Board of Directors' and Officers' Role in a Corporation
The primary responsibility of the board of directors is to protect the shareholders' investment. The board--which may be one person (typically in one shareholder corporations) or as many as the By-Laws provide for-- are elected by the shareholders for this reason. The board of directors reports on the business’s success and progress to the shareholders, normally via an annual or quarterly report. While not involved in the daily operations of the business, they set its mission and structure. The board of directors is responsible for drafting and amending the company by-laws and appointing committees as necessary. They, along with officers, are protected from the company’s liabilities.
The board appoints the officers. The officers are the President or CEO (chief executive officer), one or more Vice-Presidents, the Treasurer and the Secretary. (In larger enterprises, there may be hundreds of officers.) These people report to the board of directors. They are responsible for normal everyday business operations. Their main responsibility is to act in the best interests of the corporation. This may or may not always align with the board of directors' wishes.
The Employee's Role in a Corporation
Employees make the business run. They carry out the various tasks associated with the company's mission. Employees report to the officers of the company.

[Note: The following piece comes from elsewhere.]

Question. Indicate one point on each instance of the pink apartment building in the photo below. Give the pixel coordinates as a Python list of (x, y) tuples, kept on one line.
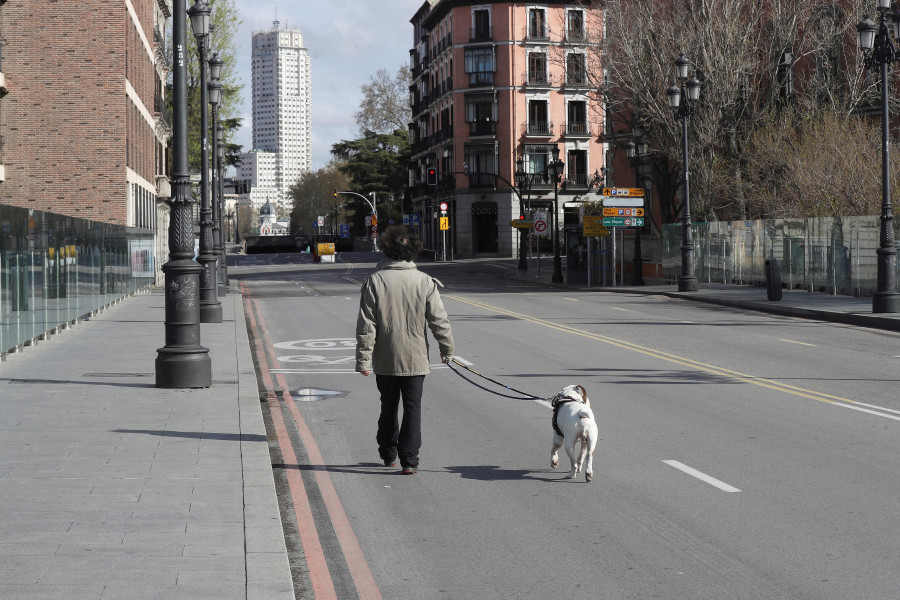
[(496, 86)]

Shareholders' or Owners' Role in a Corporation
The shareholders own the corporation. That ownership may be 100 percent in the hands of one individual, divided within a family or a few individuals, or spread among tens of thousands or millions. Though shareholders may not participate in day-to-day management or have a direct say in decision-making, major shareholders nonetheless carry great weight in influencing corporate decisions. This group routinely votes on the election and removal of directors, amending by-laws, major corporate changes (mergers, sales, dissolution), disposition of corporate assets, and amendment of the Articles of Incorporation. Other shareholders may participate in these activities, but to a lesser extent. The level of shareholder influence on the board of directors is one of many things to consider when forming a new corporation.